Zhang was born in April 1982. In 2001, he enrolled at Nankai University in Tianjin, where he majored in microelectronics before changing to software engineering, and graduated in 2005. He met his wife at university. In February 2006, Zhang became the fifth employee and the first engineer at the travel website Kuxun, and was promoted to technical director a year later. In 2008, Zhang left Kuxun to work for Microsoft, but felt stifled by the corporate rules of the company. He soon left Microsoft to join the startup Fanfou, which eventually failed. In 2009, when Kuxun was about to be acquired by Expedia, Zhang took over Kuxun's real estate search business and started 99fang.com, his first company.
ByteDance
In 2011, Zhang noticed the user migration from computers to smartphones. He hired a professional manager to take over as CEO of 99fang, and quit the company to start ByteDance in 2012. Zhang thought that Chinese smartphone users were struggling to find information in mobile apps available in 2012 and the search giant Baidu was mixing search results with undisclosed advertising. His vision was to push relevant content to users using recommendations generated by artificial intelligence. This vision, however, was not shared by most venture capitalists, and he failed to secure funding until Susquehanna International Group agreed to invest in the startup. In August 2012, ByteDance launched the Toutiao news app and within two years attracted more than 13 million daily users. Sequoia Capital, which rejected Zhang the first time, came around and led a US$100 million investment in the company in 2014. In September 2015, ByteDance launched its video sharing app TikTok with little fanfare. The product was an instant hit with millennials and became popular worldwide. ByteDance bought Musical.ly a year later for US$800 million and integrated it into TikTok. ByteDance's first app, Neihan Duanzi, was shut down in 2018 by the National Radio and Television Administration. In response, Zhang issued an apology stating that the app was "incommensurate with socialist core values", that it had a "weak" implementation of Xi Jinping Thought, and promised that ByteDance would "further deepen cooperation" with the ruling Chinese Communist Party to better promote its policies.

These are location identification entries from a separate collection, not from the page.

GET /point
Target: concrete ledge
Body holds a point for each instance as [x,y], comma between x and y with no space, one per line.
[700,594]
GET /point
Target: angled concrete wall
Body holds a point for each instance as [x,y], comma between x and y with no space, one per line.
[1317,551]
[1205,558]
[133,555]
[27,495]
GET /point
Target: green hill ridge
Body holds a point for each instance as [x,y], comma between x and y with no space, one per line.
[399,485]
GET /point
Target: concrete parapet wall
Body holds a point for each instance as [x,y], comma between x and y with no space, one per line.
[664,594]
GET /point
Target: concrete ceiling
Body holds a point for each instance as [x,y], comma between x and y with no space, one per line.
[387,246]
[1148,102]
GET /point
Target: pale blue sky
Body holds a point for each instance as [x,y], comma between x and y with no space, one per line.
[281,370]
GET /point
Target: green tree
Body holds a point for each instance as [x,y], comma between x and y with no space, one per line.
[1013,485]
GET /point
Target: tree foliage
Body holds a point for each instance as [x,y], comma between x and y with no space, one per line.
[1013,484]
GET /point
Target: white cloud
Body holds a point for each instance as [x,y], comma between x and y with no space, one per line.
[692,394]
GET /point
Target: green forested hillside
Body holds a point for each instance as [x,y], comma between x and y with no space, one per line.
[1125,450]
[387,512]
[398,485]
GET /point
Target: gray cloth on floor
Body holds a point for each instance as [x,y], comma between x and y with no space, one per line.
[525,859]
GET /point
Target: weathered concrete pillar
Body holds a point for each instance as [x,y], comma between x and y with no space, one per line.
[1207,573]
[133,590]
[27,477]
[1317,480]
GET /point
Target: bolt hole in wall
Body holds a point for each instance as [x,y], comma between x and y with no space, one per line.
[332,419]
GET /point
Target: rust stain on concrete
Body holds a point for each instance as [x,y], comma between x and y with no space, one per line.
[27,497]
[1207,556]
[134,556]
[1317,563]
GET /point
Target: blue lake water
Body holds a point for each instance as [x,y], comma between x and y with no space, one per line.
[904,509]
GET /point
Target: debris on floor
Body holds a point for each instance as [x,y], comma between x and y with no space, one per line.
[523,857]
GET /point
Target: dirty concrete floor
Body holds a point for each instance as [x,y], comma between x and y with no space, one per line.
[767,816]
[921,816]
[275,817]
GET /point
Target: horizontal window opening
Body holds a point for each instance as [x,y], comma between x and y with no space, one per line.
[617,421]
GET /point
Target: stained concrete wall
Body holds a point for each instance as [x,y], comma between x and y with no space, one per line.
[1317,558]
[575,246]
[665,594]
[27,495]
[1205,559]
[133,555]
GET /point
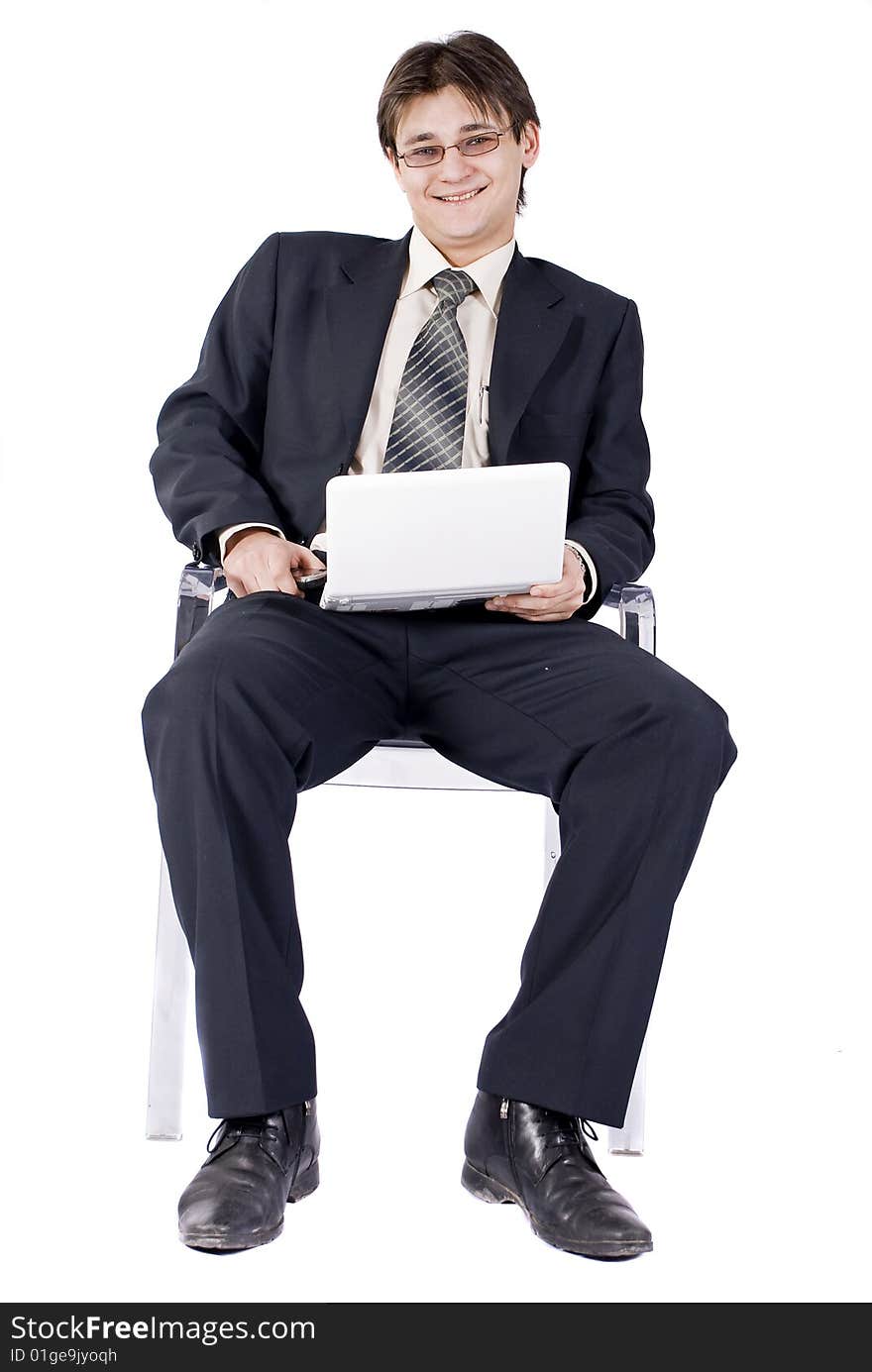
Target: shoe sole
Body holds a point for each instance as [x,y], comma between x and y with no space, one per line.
[493,1193]
[224,1243]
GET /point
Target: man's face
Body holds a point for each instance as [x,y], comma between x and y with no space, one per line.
[467,229]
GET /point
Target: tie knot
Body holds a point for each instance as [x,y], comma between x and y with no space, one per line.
[454,285]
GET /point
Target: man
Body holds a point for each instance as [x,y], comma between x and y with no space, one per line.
[333,353]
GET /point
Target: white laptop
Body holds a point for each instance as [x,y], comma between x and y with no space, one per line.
[406,541]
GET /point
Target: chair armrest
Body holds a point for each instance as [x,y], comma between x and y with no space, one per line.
[634,604]
[195,590]
[199,583]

As of late 2018, with more than 1 billion monthly users across its mobile apps, ByteDance is valued at US$75 billion, surpassing Uber to become the most valuable startup in the world. Zhang's personal wealth is estimated at $13 billion, making him the 9th richest person in China.
Honours and recognition
Zhang was named in the 2013 China 30 Under 30 list by Forbes. In 2018, he was included in Fortune magazine's 40 Under 40 list.